Chile Peppers Recipes
Chile Peppers Recipes Pepper Recipes and Information

Fatalii Chile Pepper

Fatalii Chile Pepper Stats

Name: Fatalii
Pronunciation: Fa-TAL-e
Length: 3"
Width: 1 ¼"
Scientific Name: Capsicum chinense
Other Names: fatili
Scoville Range: 125,000 - 325,000

Fatalii Chile Pepper Origin and History

The fatalii chile originates in Central and Southern Africa. It is listed as one of the deadliest hot peppers by the Scoville Food Institute.

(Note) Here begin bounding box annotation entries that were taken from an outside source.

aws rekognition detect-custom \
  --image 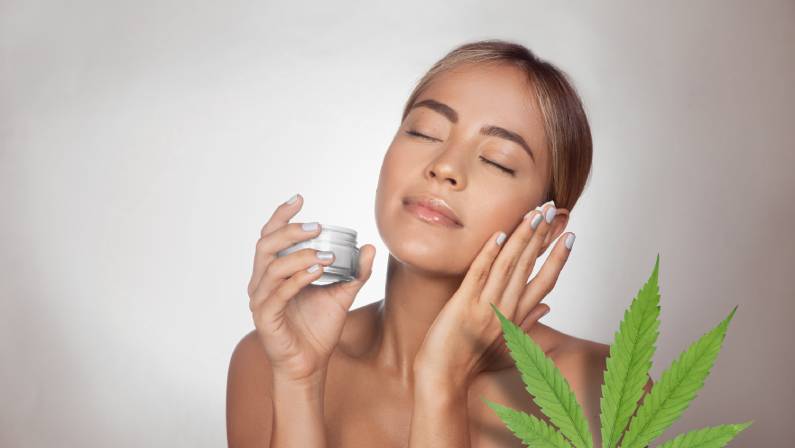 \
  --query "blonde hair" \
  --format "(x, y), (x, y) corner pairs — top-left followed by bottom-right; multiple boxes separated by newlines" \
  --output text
(401, 39), (593, 210)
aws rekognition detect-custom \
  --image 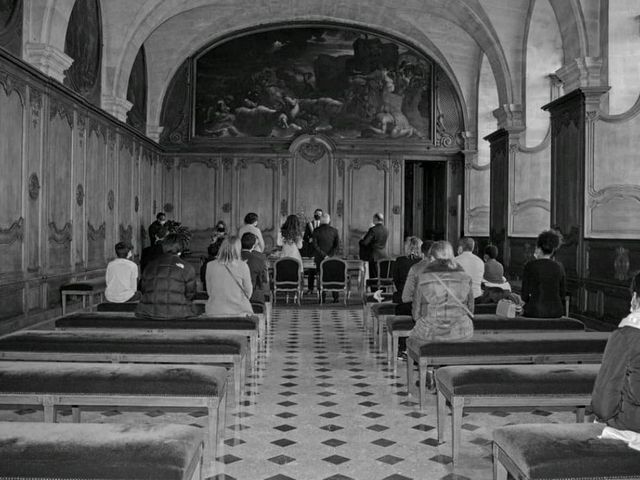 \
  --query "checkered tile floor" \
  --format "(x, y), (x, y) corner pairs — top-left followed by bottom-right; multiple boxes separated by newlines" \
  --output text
(0, 305), (574, 480)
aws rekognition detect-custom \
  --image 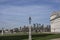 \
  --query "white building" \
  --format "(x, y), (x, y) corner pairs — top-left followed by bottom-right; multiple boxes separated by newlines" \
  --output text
(50, 12), (60, 32)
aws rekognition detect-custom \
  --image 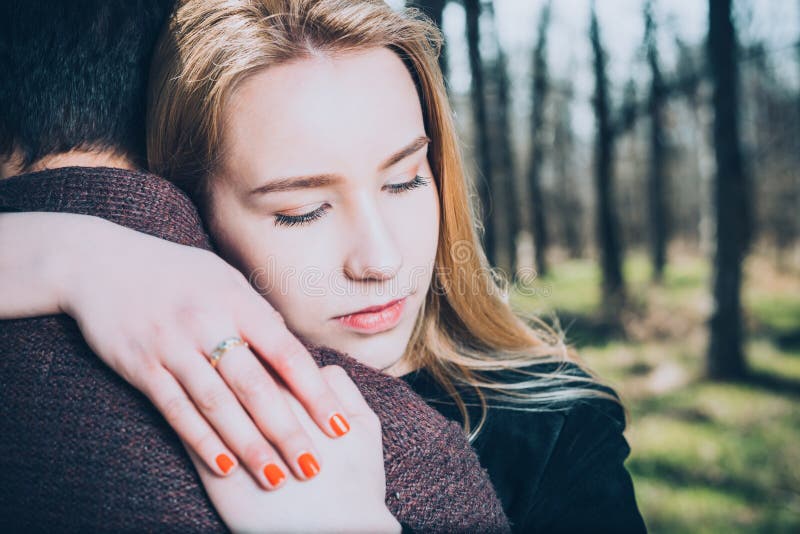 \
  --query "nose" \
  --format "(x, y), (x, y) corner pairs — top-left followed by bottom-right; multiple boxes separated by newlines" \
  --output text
(344, 195), (403, 281)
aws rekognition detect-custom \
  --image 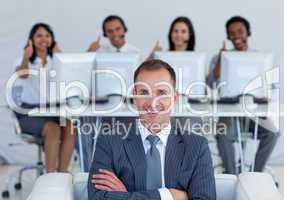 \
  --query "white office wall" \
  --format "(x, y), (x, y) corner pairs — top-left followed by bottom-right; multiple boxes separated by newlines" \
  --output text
(0, 0), (284, 163)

Fatalii Chile Pepper Description

Fatalii chile pepper plants can grow up to 4 feet tall. The pod is wide at the top and tapers to a point at the bottom. The peppers start off as a pale green color then mature at around 100 days and turn bright yellow. The skin is wrinkled with a slight sheen.

The extremely hot fatalii has a citrus like flavor in addition to the heat. The fatalii red is another version of this chile and is one of the hottest peppers in the world.

The heat of fatalii is often compared to habanero peppers. Even before they are harvested the heat that the peppers contain is evident from their aroma. Home and commercial gardeners report that the heat from the chile is a deterrent to deer.

Fatalii Chile Pepper How to Serve or Use

Fatalii chiles are combined with fruit to make jellies and jams and combine especially well with peaches. In addition to traditional African dishes, fatalii peppers are used to spice up Mexican dishes like quesadillas. The searing hot pepper has also been added to beer to add a fruity flavor along with heat to the brew. Fatalii chiles are also used to make barbeque sauces, marinades and hot sauce.

As with most peppers, removing the seeds and membranes reduces the heat. It is also advised that contact lenses should be removed and gloves should be worn when handling Fatalii chile peppers.